3.2 Conceitos e categorias lingüístico-discursivas de análise

3.2.2 Pessoa, espaço e tempo

Essas categorias de análise lingüística vêm da teoria da enunciação, desenvolvida por Émile Benveniste. Em sua reflexão, esse autor estabelece uma relação de indissociabilidade entre a linguagem e o ser humano. Suas formulações, que foram

gradualmente explicitando uma teoria da enunciação, foram elaboradas e divulgadas de modo disperso em diversos artigos, sendo posteriormente reunidas e apresentadas como unidade na forma de um aparelho formal da enunciação (cf. Brait, 2006, p. 37-50; Benveniste, 1970/1989). Dessa teoria, que, de modo geral, trata do processo de “colocar a língua em funcionamento por um ato individual de utilização” (Benveniste, 1970/1989, p.82), tem-se em vista a questão da subjetividade e da intersubjetividade na forma das categorias de pessoa, espaço e tempo5.

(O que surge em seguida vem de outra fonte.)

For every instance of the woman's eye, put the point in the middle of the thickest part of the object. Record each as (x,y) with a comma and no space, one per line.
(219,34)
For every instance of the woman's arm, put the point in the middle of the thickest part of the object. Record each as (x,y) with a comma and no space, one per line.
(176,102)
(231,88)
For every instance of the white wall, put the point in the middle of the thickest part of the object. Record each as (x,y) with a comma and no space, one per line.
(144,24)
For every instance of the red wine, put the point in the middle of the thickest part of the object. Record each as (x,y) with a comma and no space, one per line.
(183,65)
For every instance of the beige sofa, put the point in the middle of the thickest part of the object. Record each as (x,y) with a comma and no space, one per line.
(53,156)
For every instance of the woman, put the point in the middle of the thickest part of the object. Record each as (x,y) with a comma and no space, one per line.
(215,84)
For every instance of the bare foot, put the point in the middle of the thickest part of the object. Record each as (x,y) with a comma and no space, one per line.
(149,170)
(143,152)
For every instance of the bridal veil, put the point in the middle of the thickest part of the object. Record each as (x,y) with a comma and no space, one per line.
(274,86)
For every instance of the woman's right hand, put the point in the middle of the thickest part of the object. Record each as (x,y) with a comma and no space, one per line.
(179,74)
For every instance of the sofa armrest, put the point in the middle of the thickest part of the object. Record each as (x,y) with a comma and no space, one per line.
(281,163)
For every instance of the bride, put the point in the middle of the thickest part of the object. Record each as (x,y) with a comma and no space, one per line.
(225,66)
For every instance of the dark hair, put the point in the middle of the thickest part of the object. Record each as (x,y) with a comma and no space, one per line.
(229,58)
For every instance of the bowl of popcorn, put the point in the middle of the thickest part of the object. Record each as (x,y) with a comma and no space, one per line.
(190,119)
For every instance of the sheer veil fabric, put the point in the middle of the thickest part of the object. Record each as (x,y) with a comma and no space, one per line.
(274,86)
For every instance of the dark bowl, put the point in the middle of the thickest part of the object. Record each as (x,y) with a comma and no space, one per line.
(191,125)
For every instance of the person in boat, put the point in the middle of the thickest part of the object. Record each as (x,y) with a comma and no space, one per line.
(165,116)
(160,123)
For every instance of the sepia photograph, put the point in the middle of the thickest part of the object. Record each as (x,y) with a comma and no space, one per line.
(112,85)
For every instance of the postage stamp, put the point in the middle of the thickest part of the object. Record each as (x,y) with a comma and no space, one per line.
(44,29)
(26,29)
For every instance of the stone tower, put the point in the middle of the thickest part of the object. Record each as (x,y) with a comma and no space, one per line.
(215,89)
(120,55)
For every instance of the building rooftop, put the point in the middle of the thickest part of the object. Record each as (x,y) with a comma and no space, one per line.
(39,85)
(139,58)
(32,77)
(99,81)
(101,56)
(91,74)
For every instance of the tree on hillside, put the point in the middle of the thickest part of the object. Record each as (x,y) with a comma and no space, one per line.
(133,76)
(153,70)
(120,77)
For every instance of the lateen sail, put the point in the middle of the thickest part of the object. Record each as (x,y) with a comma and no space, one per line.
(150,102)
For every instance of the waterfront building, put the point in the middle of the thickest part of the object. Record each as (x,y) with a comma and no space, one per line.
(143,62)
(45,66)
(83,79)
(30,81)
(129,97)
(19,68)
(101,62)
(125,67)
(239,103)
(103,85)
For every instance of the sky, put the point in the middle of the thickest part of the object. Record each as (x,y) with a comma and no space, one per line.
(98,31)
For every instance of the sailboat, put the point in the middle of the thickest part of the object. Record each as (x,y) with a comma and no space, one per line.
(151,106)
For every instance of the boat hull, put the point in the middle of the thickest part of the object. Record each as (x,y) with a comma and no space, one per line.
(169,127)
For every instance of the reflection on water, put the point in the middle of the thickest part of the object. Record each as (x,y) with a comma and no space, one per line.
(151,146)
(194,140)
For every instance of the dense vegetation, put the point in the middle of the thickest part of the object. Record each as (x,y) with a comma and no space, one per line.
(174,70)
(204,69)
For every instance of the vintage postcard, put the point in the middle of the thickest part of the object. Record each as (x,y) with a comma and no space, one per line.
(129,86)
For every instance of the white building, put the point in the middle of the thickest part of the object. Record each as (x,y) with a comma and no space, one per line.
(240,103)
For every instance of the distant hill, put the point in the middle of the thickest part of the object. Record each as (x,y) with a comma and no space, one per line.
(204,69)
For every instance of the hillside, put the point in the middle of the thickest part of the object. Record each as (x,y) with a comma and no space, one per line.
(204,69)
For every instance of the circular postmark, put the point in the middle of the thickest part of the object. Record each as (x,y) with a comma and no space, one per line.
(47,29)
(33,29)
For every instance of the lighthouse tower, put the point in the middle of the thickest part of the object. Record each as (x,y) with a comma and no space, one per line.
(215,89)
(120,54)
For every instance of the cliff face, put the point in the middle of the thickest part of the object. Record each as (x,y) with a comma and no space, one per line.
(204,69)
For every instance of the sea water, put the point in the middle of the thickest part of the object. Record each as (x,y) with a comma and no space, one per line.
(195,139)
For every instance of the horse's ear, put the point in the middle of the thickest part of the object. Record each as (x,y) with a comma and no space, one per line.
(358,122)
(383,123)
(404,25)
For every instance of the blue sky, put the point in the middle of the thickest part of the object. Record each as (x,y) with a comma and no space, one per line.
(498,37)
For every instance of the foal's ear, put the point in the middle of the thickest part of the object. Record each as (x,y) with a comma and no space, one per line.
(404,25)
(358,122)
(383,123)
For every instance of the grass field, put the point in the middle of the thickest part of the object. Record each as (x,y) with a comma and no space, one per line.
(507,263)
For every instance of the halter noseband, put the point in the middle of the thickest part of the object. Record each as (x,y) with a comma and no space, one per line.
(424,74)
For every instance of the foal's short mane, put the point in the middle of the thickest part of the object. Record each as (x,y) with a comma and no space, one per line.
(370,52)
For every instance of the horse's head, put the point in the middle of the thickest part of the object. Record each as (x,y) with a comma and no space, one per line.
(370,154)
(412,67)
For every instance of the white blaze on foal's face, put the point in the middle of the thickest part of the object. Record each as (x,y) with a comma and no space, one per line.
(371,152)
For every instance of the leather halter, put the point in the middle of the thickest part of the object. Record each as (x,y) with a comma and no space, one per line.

É na e pela linguagem que o homem se apresenta como sujeito, pois, ao falar, remete a si mesmo em seu discurso como um “eu”, ou seja, “é ‘ego’ que diz ego”. Portanto, de modo geral, a subjetividade pode ser definida como “a capacidade do locutor para se propor como ‘sujeito’”, o qual só pode dizer “eu” ao se dirigir a uma outra pessoa, isto é, a um “tu”. A intersubjetividade, por sua vez, pode ser definida como a troca verbal entre duas pessoas, “eu” e “tu”, num processo recíproco em que uma pessoa ao dizer “eu” instaura a outra como um “tu” e em que esta última, por sua vez, ao tomar a palavra, diz “eu” e instaura a primeira como seu “tu” (Benveniste, 1958/2005).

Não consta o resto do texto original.